HL Deb 20 July 1897 vol 51 cc513-4
*THE SECRETARY FOR SCOTLAND (Lord BALFOUR)

in moving the Second Reading of this Bill, said the Bill had passed through the House of Commons without any serious opposition. The circumstances under which it was proposed to Parliament by the Board of Trade were these. During the Session of 1895 a Select Committee of the other House was appointed to inquire whether any, and, if so, what, changes in the present system of weights and measures should be adopted. The Committee practically confined their attention to the consideration of the metric system, and they agreed to these three recommendations—(1) that the metric system of weights and measures be at once legalised for all purposes; (2) that after a lapse of two years the system be rendered compulsory by Act of Parliament; and (3) that the system be taught in all public elementary schools as a necessary and integral part of arithmetic.

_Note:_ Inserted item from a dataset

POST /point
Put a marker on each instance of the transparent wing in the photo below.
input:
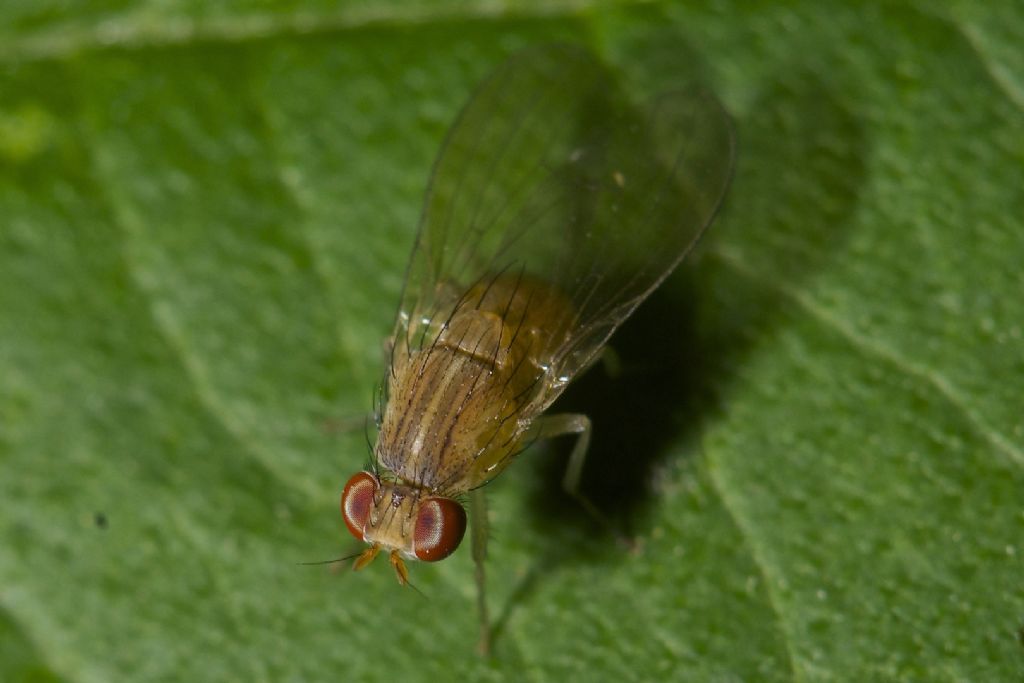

The last recommendation could, if thought expedient, be carried into effect without legislation. But past experience did not encourage them to go in that direction, because when his predecessor at the Scottish Office attempted to introduce the system into Scottish schools, he was met with so much opposition that the provision in the Code had to be withdrawn. The Government were not prepared to adopt the second recommendation—that after two years the system be made, compulsory. The Bill carried out the first of the recommendations of the Select Committee, and the evidence taken by the Select Committee clearly proved that t here was a genuine demand among some of the large trades in some of the important commercial centres of the country for the legalisation of the system, and from the reports of some of our Consuls abroad it seemed to be of considerable importance that the system should be adopted, and to be shown that if adopted it would prove of material benefit to British trade. The Government did not intend to make the system compulsory, and there did not seem to be any real demand for it among retail traders or any necessity for making it compulsory at present. An attempt to go in advance of public opinion in a matter of the kind would be sure to excite opposition and put retail traders to much expense. Under these circumstances it had been thought right to confine the present Bill to simply legalising the system for those who required it without going further just new.

LORD COLCHESTER

said that as one of the survivors of the old Standard Commission which reported in 1870, he was glad to find embodied in this Bill one of the principal recommendations of of that Commission. Even in 1870 the legalisation of the metric system was deemed advisable by the Commission, which went very deeply into the whole subject. The Government were right in not attempting to do more at the present time than to render the metric system legal in this country.

Read 2a (according to Order), and committed to a Committee of the whole House on Thursday next.